Challenges and Issues in User Application Hardening

While user application hardening is a critical security measure, its implementation is not without challenges. One major issue is the potential impact on usability. Disabling certain features or restricting functionalities might hinder user productivity, leading to dissatisfaction or workarounds that undermine security. Another challenge lies in maintaining the hardened state, as new vulnerabilities emerge regularly, requiring continuous updates and monitoring. The complexity of diverse application environments, particularly in organisations with numerous or custom-built software, further complicates the process. These issues necessitate a balanced approach that ensures robust security without compromising operational efficiency.

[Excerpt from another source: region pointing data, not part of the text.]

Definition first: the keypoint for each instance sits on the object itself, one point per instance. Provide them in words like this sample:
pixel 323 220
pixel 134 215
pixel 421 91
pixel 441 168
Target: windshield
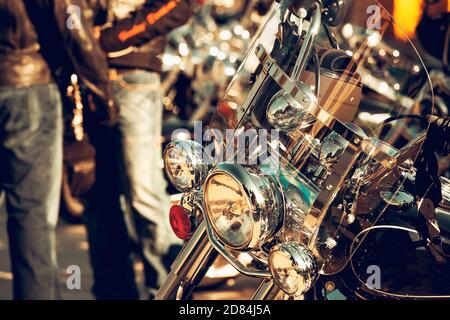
pixel 334 114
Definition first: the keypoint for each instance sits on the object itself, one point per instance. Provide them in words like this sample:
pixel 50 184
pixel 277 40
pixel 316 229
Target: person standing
pixel 37 50
pixel 134 39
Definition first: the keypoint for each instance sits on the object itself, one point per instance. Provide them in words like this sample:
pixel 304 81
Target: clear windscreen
pixel 336 130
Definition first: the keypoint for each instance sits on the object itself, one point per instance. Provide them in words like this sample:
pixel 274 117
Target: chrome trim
pixel 265 198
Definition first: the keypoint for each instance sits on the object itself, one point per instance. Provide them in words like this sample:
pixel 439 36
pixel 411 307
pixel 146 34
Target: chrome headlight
pixel 293 267
pixel 243 206
pixel 184 164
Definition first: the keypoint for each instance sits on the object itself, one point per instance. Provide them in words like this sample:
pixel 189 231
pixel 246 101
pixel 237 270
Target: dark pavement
pixel 73 250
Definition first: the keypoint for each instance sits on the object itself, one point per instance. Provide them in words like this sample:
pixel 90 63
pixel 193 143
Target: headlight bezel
pixel 303 262
pixel 197 165
pixel 263 196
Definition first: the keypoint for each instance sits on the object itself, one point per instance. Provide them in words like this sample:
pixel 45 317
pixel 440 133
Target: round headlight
pixel 184 164
pixel 243 206
pixel 293 267
pixel 285 113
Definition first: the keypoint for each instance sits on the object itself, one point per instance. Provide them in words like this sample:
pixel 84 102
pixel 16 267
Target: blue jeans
pixel 30 176
pixel 144 185
pixel 129 163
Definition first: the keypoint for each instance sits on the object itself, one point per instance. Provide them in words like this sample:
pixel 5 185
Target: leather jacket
pixel 47 40
pixel 134 35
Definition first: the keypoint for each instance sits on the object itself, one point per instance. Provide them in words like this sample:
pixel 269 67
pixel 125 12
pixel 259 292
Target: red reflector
pixel 180 222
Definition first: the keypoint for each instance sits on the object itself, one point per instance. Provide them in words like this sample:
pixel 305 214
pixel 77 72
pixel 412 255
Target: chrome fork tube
pixel 189 267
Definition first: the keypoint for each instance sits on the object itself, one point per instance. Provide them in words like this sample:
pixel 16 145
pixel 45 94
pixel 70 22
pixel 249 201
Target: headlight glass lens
pixel 229 210
pixel 293 268
pixel 184 164
pixel 284 272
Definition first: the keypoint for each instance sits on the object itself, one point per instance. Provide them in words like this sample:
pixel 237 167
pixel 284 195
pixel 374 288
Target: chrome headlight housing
pixel 243 206
pixel 293 267
pixel 185 164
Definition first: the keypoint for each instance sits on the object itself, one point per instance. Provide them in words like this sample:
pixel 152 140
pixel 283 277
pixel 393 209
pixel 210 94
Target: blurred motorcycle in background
pixel 319 165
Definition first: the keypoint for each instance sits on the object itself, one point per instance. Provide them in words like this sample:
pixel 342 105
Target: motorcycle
pixel 326 200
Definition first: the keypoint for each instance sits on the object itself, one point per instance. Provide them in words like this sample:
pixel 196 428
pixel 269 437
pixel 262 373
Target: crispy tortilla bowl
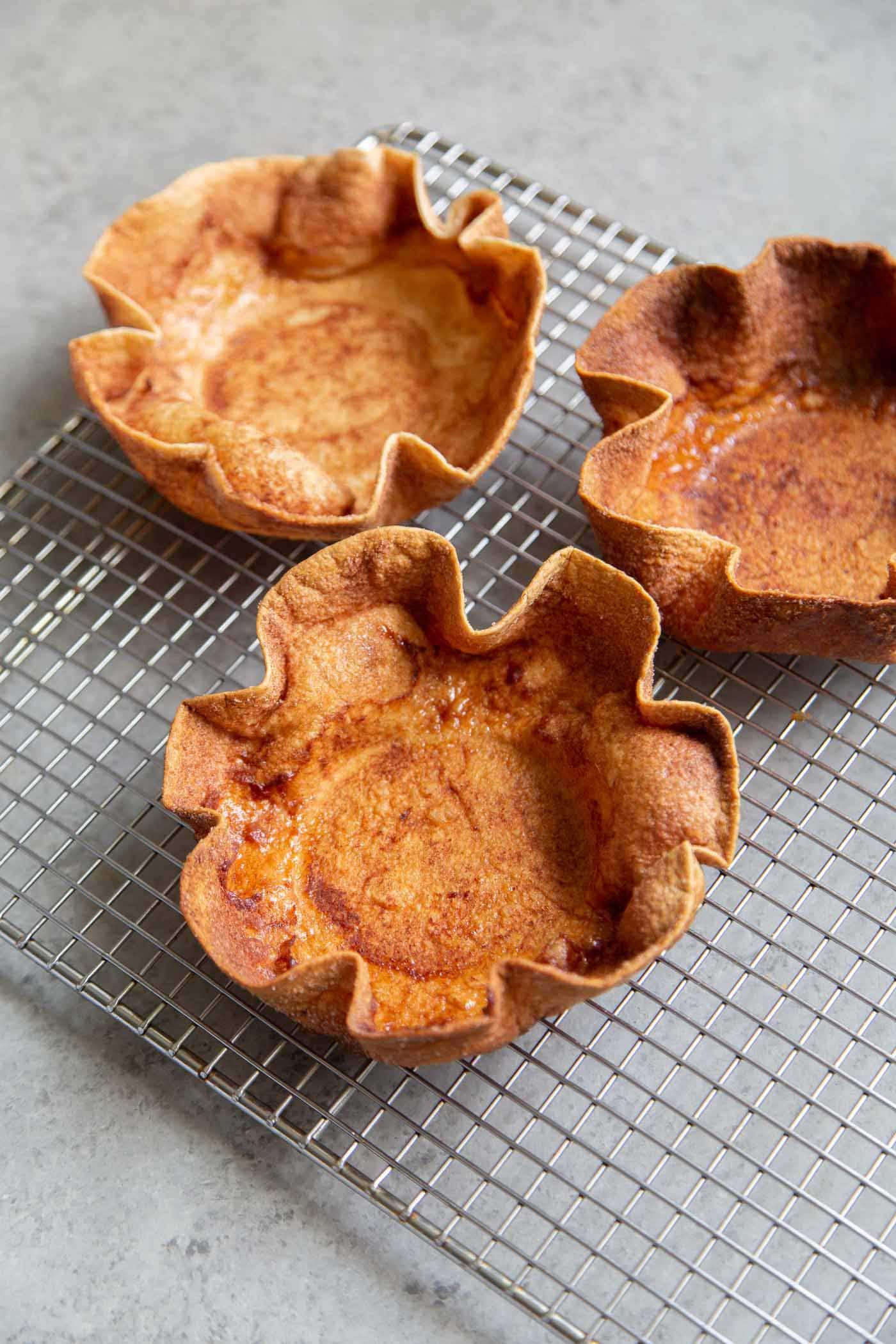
pixel 303 348
pixel 421 838
pixel 748 475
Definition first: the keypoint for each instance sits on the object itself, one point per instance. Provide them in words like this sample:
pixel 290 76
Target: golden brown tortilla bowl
pixel 300 347
pixel 421 838
pixel 749 471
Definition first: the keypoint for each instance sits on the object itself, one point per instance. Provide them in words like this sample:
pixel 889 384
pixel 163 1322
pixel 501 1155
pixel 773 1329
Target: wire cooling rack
pixel 704 1153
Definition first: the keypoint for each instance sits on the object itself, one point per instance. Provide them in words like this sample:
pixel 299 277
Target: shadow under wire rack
pixel 704 1153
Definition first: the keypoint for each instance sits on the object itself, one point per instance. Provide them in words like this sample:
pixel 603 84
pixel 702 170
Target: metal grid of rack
pixel 704 1153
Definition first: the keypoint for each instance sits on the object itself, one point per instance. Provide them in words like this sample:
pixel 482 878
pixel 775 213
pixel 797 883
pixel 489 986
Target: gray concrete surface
pixel 133 1204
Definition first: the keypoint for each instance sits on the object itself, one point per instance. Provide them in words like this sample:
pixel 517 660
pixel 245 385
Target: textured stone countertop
pixel 134 1204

Best Practices for Effective User Application Hardening

Implementing best practices is key to overcoming the challenges of user application hardening. Organisations should start by conducting a risk-based assessment to prioritise applications based on their criticality and exposure. Standardised configurations should be applied wherever possible to ensure consistent security measures. Leveraging automation tools can streamline the hardening process, reduce human error, and simplify ongoing maintenance. Regular training for users and administrators is essential to promote adherence to security practices and minimise resistance to changes. Finally, establishing a strong patch management process ensures vulnerabilities are promptly addressed, maintaining the integrity and effectiveness of hardened applications.

Conclusion

By diligently applying these practices, organisations can effectively harden their user applications, thereby enhancing their overall cybersecurity posture and resilience against threats.